After the destructive Atlantic Hurricane Season, it became clear to some that Sprint had ceded the market, leaving AT&T & VIYA with access to thousands of new customers in the Territory. Senator Janelle K. Sarauw penned letters to both AT&T & Sprint following the hurricanes to ensure that local customers were adequate credited after most networks failed in the Virgin Islands after the storms made landfall.
5G (the successor to 4G LTE), or the fifth generation of wireless technology is expected to hit the U.S. market later this year. Companies have began announcing new network rollouts earlier this year, with AT&T and Verizon taking the lead.
But it’s not all about the money, it’s about something far more interesting: The network!
Both companies, because of their size and influence, have a greater chance at building out a viable 5G network — prompting the T-Mobile Sprint merger after several years of failed talks. Their combined networks could pose a threat to AT&T and Verizon in competitive markets like Puerto Rico and the U.S. Virgin Islands.

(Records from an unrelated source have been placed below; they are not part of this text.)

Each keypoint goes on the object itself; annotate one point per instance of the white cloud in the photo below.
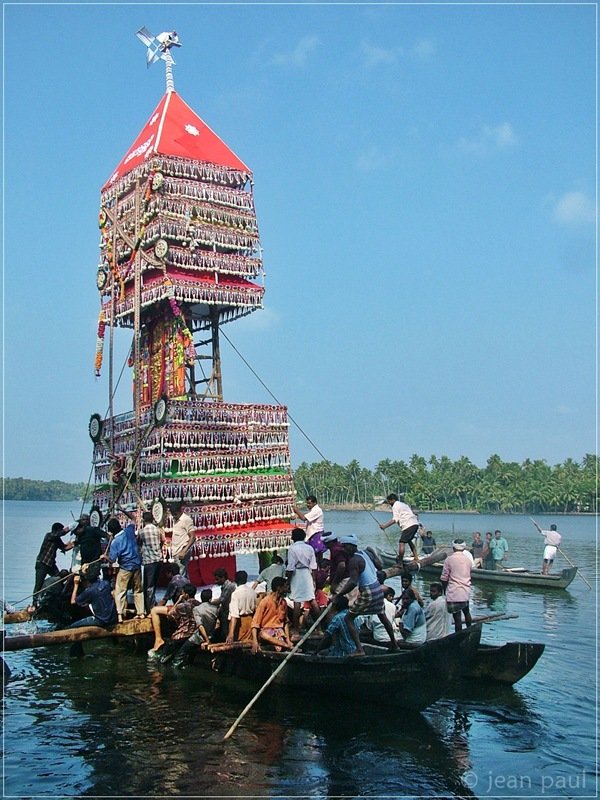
(574, 208)
(490, 138)
(373, 55)
(299, 55)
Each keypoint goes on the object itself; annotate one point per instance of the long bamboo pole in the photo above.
(273, 675)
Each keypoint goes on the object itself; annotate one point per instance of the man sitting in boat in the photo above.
(182, 613)
(413, 626)
(499, 549)
(362, 573)
(241, 609)
(205, 617)
(487, 559)
(477, 549)
(436, 613)
(97, 595)
(270, 621)
(372, 627)
(456, 580)
(341, 636)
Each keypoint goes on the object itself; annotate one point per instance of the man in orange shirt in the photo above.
(270, 622)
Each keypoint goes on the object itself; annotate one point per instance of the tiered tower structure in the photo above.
(180, 256)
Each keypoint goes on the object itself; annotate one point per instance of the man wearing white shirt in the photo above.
(301, 572)
(315, 525)
(241, 609)
(404, 517)
(436, 613)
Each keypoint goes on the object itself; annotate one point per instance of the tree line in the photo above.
(433, 484)
(26, 489)
(439, 483)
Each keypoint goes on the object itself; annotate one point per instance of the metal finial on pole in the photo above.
(159, 47)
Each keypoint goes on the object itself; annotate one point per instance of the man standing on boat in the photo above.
(456, 580)
(151, 540)
(552, 540)
(124, 550)
(499, 549)
(315, 525)
(362, 573)
(183, 537)
(407, 521)
(301, 572)
(45, 563)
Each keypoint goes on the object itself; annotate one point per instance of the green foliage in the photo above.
(25, 489)
(439, 483)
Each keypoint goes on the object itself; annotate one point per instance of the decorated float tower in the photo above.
(179, 257)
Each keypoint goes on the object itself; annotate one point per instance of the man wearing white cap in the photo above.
(456, 580)
(362, 573)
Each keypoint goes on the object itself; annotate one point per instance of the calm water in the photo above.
(110, 725)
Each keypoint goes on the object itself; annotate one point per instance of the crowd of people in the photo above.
(328, 583)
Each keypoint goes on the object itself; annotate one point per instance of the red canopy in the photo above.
(175, 130)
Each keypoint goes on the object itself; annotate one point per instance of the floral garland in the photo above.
(186, 341)
(100, 343)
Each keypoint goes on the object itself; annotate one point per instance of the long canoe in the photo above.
(411, 677)
(505, 663)
(513, 577)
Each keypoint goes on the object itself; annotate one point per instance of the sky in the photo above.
(425, 185)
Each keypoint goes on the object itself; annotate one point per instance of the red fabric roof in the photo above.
(175, 130)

What’s most exciting about 5G is how it seeks to connect more devices. 5G is expected to deliver faster internet to smart beacons, smart home devices (like thermostats, refrigerators and smart lights), self-driving cars, cell phones and can even deliver wireless internet service to your home — removing the need for most modems setup by internet service providers.
State of the Territory reported in April that a new 5G network in the Virgin Islands could benefit consumers and boost prospects for businesses considering to set up shop in the Territory. 5G will bring improved wireless network technology, and is similar to 4G LTE.
The Death of 4G
A worldwide 5G rollout would mean that VIYA’s new 4G LTE network — the one they have been heavily marketing since last October — is already becoming obsolete. Average 4G LTE speeds in the United States sit at 10 mbps, while 5G networks delivered speeds exceeding 1gbps to customers (wirelessly). With 1gbps speeds, you could download all 8 installments of the Harry Potter cinematic universe in under 10 seconds — that’s almost 10 gigabits of data.
Carriers, internet providers and the Virgin Islands government have not announced plans for new 5G network in the Territory. T-Mobile with be the name of the combined company.